What are additional “must have” tests for men who have sex with men?
“Blood HIV panels including viral load and T cell counts if positive; Hep A, B, and C; syphilis studies — look for antibody titer changes if you were previously infected to check for reinfection — and herpes studies if unknown,“ Dr. Carlton says.
“Urine tests help detect the very common and prevalent gonorrhea and chlamydia. Throat swabs and rectal swabs will also detect gonorrhea and chlamydia depending on how you play sexually. Anal Pap smears will help detect HPV and anal dysplasia, especially if you are HIV-positive due to the dramatically increased risk of anal cancer in HIV-positive men who also have HPV.”
What vaccines should gay or bisexual men discuss with their doctors?
“Here’s the checklist you should bring to each physical:
- Hep A (if rimming is part of your sexual routine)
- Hep B (if you’ve encountered blood or other body fluids)
- HPV (now approved up to age 45)
- Age-appropriate pneumonia and shingles
- Covid and flu updates if needed
What other common specialists should gay and bisexual men discuss with primary care doctors to possibly add to one’s medical team?
“Some primary care doctors will redirect PrEP to prevent HIV and HIV-positive care to infectious disease specialists. If you are 45 and older and have not had a colonoscopy, then you should be referred to a gastroenterologist for colonoscopy screenings. Regular dermatologist screenings for the annual mole patrol and early skin cancer detection.

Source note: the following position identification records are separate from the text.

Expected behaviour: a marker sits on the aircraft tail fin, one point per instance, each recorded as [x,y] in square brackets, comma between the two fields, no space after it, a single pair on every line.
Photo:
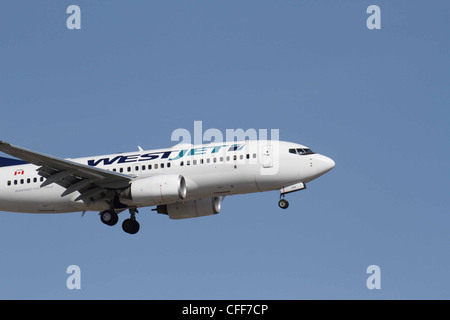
[7,162]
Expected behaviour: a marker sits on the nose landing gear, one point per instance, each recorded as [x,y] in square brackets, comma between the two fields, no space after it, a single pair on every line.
[131,225]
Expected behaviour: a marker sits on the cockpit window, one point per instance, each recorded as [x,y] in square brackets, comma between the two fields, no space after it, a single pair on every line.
[301,151]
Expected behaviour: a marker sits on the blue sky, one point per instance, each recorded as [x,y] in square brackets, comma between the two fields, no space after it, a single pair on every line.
[376,101]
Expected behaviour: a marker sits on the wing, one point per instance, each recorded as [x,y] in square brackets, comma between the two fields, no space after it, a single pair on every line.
[91,182]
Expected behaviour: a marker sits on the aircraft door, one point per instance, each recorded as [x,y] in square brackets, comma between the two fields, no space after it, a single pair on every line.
[267,156]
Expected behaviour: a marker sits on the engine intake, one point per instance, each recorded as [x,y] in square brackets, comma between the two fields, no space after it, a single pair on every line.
[154,190]
[192,208]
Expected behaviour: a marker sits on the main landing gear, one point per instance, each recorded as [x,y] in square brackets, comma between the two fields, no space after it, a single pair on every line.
[283,203]
[110,218]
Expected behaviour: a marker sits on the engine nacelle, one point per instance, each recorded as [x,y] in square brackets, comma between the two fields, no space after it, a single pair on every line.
[192,208]
[154,190]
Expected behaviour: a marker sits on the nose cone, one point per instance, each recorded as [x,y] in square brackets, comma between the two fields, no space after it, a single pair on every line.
[324,164]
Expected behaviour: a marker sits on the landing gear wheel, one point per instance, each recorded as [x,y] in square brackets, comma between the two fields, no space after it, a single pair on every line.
[283,204]
[109,217]
[130,226]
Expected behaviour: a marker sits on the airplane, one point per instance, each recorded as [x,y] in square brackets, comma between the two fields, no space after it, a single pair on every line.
[184,181]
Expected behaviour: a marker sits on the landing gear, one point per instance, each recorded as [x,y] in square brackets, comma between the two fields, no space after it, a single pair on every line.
[109,217]
[130,225]
[283,203]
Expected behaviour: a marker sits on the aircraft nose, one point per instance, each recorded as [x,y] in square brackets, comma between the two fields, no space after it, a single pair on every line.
[325,164]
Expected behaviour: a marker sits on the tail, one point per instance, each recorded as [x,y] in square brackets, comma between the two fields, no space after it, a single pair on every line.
[7,162]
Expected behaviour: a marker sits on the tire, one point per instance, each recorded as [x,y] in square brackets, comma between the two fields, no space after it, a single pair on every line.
[283,204]
[109,217]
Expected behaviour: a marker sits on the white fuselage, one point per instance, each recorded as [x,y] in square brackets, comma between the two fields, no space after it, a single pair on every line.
[210,170]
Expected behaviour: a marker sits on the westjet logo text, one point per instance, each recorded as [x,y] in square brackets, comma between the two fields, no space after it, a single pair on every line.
[168,154]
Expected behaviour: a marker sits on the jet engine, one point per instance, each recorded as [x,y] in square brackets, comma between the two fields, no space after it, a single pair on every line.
[191,209]
[154,190]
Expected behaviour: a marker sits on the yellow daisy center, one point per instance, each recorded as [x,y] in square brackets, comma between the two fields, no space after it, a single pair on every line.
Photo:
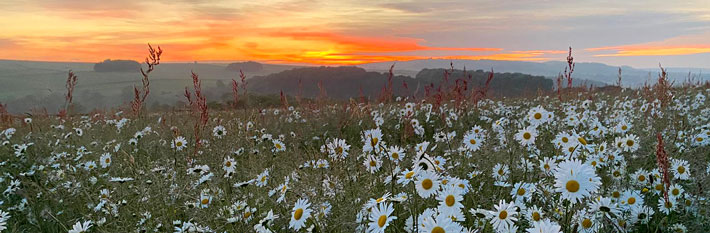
[450,200]
[427,184]
[409,175]
[527,135]
[572,186]
[521,191]
[382,220]
[298,214]
[503,214]
[586,223]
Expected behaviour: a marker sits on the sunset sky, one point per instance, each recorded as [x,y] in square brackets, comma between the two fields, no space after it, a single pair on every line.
[636,33]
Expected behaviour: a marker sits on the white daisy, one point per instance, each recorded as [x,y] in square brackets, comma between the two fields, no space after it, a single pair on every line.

Proctologists should be added for issues surrounding hemorrhoids, anal fissure (tears in the butt lining), and anal wart care. Urologists for anything concerning genital and urinary functions.”
Why is it important for men to be open and honest with their doctor about their sexual preferences and habits, even if embarrassing?
“Your doctor needs to know what you do so they can make sure you get the tests, vaccines, and screening care you need. For instance, if they don’t know you bottom or have a history of bottoming, they don’t know to check you for potentially precancerous cells in your anal canal or to check rectal swabs for gonorrhea and chlamydia.”
What else should we know in undergoing our annual physicals?
“Don’t be embarrassed to be honest. We have seen and heard it all. Don’t be shy about being examined. Your medical and personal information is always kept confidential due to HIPPA laws.”